A ballerina winning the Prix de Lausanne 1980 and a member of the Royal Ballet from 1981 to 2001, becoming Principal Dancer in 1992. Early in 2002, Bull was engaged as the Creative Director at the introduction of the ROH2 programme at the Royal Opera House.
She has published three books, presented many ballet and dance programmes for BBCTV - including the dance/science series The Dancer´s Body (2002) and a programme in a series on paintings Private Life of a Masterpiece (2004) and written as a columnist for The Daily Telegraph from 1999 to 2001, and a contributing editor for Harpers & Queen in 2000.

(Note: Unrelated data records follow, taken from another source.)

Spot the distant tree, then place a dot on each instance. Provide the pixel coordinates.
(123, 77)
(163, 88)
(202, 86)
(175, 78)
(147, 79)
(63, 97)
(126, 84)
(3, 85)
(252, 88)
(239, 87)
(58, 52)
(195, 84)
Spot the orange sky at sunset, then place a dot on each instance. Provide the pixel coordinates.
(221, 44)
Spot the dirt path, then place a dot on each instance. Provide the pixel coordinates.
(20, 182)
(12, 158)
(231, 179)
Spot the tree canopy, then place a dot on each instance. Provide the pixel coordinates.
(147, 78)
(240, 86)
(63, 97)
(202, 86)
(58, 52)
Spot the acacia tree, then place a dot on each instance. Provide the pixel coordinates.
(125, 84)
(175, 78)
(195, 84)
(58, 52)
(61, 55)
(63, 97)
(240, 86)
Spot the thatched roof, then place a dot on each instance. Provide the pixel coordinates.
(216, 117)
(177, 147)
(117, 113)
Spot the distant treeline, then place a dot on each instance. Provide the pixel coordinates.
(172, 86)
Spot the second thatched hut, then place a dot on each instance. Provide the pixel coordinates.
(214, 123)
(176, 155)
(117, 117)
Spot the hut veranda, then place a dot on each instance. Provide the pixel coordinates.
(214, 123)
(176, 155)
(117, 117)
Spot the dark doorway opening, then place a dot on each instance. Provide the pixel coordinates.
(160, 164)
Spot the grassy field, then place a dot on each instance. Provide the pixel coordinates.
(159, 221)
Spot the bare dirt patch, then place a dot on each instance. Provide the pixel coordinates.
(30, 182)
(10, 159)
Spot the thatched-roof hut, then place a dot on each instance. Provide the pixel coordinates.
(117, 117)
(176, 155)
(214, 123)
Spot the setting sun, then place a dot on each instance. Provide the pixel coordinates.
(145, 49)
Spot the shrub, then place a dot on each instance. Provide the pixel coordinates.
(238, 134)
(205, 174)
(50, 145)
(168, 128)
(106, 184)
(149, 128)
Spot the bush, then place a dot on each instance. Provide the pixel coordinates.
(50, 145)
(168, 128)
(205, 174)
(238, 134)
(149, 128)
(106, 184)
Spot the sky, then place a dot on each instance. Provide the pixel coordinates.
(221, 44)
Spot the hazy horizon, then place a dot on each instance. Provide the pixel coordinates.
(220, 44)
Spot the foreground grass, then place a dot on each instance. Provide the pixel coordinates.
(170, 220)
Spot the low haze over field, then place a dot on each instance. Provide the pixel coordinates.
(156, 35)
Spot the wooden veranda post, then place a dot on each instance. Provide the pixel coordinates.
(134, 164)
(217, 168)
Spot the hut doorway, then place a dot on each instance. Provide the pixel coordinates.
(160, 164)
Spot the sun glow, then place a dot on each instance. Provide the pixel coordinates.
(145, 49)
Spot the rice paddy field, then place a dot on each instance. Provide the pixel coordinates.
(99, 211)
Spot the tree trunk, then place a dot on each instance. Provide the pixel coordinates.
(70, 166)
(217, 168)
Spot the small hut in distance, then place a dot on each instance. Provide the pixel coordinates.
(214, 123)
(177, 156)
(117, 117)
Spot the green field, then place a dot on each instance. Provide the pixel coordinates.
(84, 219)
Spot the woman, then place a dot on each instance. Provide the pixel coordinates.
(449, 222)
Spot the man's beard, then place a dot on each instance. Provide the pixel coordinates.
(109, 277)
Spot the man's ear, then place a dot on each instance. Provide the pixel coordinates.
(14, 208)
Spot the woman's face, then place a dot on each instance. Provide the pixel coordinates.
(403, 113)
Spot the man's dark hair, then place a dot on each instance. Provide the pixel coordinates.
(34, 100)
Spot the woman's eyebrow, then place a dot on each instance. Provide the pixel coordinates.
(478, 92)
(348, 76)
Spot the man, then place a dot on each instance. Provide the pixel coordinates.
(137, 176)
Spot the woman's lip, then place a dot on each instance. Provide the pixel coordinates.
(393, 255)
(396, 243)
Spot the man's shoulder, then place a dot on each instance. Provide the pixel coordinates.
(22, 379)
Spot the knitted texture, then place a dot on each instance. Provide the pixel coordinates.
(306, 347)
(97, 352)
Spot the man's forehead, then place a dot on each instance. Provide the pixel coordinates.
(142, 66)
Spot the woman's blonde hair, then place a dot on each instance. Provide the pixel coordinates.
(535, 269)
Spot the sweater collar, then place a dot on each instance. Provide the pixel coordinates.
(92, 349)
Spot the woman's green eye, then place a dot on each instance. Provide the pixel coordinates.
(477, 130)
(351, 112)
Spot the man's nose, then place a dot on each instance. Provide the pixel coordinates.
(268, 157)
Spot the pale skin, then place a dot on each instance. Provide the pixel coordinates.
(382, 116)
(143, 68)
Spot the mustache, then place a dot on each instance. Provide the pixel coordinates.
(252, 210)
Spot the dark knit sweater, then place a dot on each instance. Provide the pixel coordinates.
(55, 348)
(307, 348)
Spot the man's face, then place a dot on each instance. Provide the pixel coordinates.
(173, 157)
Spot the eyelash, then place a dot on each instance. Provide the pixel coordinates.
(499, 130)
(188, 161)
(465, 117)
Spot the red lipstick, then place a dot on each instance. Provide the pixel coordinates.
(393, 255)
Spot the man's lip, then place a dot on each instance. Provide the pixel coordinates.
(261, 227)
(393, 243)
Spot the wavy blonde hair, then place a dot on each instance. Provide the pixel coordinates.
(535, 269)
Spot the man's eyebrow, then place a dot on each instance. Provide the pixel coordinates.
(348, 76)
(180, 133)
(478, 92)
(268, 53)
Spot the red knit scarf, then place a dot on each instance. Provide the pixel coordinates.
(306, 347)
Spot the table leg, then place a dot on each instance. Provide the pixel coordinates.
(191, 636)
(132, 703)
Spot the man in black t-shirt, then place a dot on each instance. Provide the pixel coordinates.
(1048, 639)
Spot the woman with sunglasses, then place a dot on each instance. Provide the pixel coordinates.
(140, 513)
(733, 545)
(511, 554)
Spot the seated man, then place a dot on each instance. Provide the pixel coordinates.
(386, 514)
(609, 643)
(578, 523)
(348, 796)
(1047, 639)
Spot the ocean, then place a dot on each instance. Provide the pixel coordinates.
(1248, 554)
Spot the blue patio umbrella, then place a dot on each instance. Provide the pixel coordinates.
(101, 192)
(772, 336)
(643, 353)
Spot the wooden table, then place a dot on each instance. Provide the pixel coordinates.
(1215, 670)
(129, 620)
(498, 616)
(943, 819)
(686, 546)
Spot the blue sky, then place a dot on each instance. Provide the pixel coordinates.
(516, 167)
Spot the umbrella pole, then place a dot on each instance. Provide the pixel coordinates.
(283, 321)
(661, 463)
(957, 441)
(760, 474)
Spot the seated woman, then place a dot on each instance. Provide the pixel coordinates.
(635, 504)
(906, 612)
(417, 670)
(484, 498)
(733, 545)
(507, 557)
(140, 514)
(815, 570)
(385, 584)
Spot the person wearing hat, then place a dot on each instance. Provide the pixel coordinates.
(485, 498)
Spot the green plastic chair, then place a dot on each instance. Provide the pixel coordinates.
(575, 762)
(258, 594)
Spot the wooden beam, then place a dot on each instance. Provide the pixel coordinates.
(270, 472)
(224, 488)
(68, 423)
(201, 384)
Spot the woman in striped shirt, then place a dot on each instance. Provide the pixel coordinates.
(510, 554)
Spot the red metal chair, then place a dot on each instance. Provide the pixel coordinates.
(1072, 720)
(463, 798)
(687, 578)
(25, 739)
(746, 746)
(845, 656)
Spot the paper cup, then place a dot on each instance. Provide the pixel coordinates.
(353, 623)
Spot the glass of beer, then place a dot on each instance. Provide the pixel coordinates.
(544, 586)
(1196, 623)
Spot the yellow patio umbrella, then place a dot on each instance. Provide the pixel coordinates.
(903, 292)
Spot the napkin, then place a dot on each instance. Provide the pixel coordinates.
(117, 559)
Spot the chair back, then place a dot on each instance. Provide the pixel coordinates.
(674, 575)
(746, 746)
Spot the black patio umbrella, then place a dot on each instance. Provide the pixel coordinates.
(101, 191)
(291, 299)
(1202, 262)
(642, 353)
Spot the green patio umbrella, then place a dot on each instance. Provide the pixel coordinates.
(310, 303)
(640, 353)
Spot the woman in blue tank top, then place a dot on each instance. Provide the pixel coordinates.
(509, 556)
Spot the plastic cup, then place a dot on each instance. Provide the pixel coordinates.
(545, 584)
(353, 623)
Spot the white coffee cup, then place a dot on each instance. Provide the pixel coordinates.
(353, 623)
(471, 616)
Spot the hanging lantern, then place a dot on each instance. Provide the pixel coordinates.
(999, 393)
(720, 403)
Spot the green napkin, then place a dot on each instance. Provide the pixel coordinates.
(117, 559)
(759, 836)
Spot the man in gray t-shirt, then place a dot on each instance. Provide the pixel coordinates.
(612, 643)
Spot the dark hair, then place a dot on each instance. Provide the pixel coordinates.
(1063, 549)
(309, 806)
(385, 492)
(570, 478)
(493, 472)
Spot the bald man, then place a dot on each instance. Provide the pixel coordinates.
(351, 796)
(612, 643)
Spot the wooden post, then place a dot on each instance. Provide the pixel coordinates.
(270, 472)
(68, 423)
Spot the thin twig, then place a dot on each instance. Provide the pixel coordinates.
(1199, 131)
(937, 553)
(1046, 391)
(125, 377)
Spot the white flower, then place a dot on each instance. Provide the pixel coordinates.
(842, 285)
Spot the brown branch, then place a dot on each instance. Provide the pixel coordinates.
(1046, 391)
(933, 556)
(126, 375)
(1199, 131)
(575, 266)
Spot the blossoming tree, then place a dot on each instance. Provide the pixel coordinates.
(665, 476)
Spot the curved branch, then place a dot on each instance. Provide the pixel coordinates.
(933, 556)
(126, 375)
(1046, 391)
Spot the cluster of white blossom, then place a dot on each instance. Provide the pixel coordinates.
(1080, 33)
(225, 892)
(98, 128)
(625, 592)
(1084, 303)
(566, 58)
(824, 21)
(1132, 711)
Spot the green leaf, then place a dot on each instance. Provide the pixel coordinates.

She also served as a member of Arts Council England from 1999 to 2005, and from 1 August 2003 to 31 December 2006, served as a Governor of the BBC. This will be an interview style presentation rather than a lecture with Lord David Puttnam as the host. Registration will be available in September.
15th October – Prue Leith
Gloucester – Oxstalls tennis Centre
6.30 pm – 8.30 pm
Prue Leith, OBE is a restaurateur, caterer, TV cook, broadcaster and cookery writer. In 1960, Prue Leith started a business supplying quality business lunches, which grew to become Leith’s Good Food Limited, with a turnover of £15m in 1995. In 1969, she opened Leith’s, her famous Michelin starred restaurant. In 1975 she founded Leiths School of Food and Wine which trains amateur and professional chefs. She has been a cookery editor and food columnist for the Daily Mail, Sunday Express, The Guardian and The Mirror. She is also a judge on the BBC television programme Great British Menu. In November 2006, Prue Leith was named to head the School Food Trust, the British government´s campaign to replace fatty foods with fresh fruit and vegetables in schools.
She also chairs The Hoxton Apprentice and 3Es Enterprises, and is Chair of the Board of Governors of Ashridge Management College. As well as many cookery books, including Leith´s Cookery Bible, she has written four novels, Leaving Patrick, Sisters, A Lovesome Thing, and Choral Society. Additional details including presentation titles and registration will be available in September.
21st October – Philip Pullman
Milton Keynes – Berrill Lecture Theatre, Open University
6.30 pm – 8.30 pm
Philip Pullman, CBE is the best-selling author of His Dark Materials (a trilogy of fantasy novels), as well as a number of other books. In 1970 Pullman began teaching children and writing school plays. His first published work was The Haunted Storm, which joint-won the New English Library´s Young Writer´s Award in 1972. He nevertheless refuses to discuss it. Galatea, an adult fantasy-fiction novel, followed in 1978, but it was his school plays which inspired his first children´s book, Count Karlstein, in 1982. He stopped teaching around the publication of The Ruby in the Smoke (1986), his second children´s book, whose Victorian setting is indicative of Pullman´s interest in that era.
Pullman has also been a part-time lecturer whilst continuing to write children´s stories. He began His Dark Materials about 1993. Northern Lights (published as The Golden Compass in the US) was published in 1995 and won the Carnegie Medal, one of the most prestigious British children´s fiction awards, and the Guardian Children´s Fiction Award.
Pullman has been writing full-time since 1996, but continues to deliver talks and writes occasionally for The Guardian. He was awarded a CBE in the New Year´s Honours list in 2004. In September 2008 Pullman hosted "The Writer´s Table" for Waterstone´s bookshop chain, highlighting 40 books which have influenced his career. Additional details including presentation titles and registration will be available in September.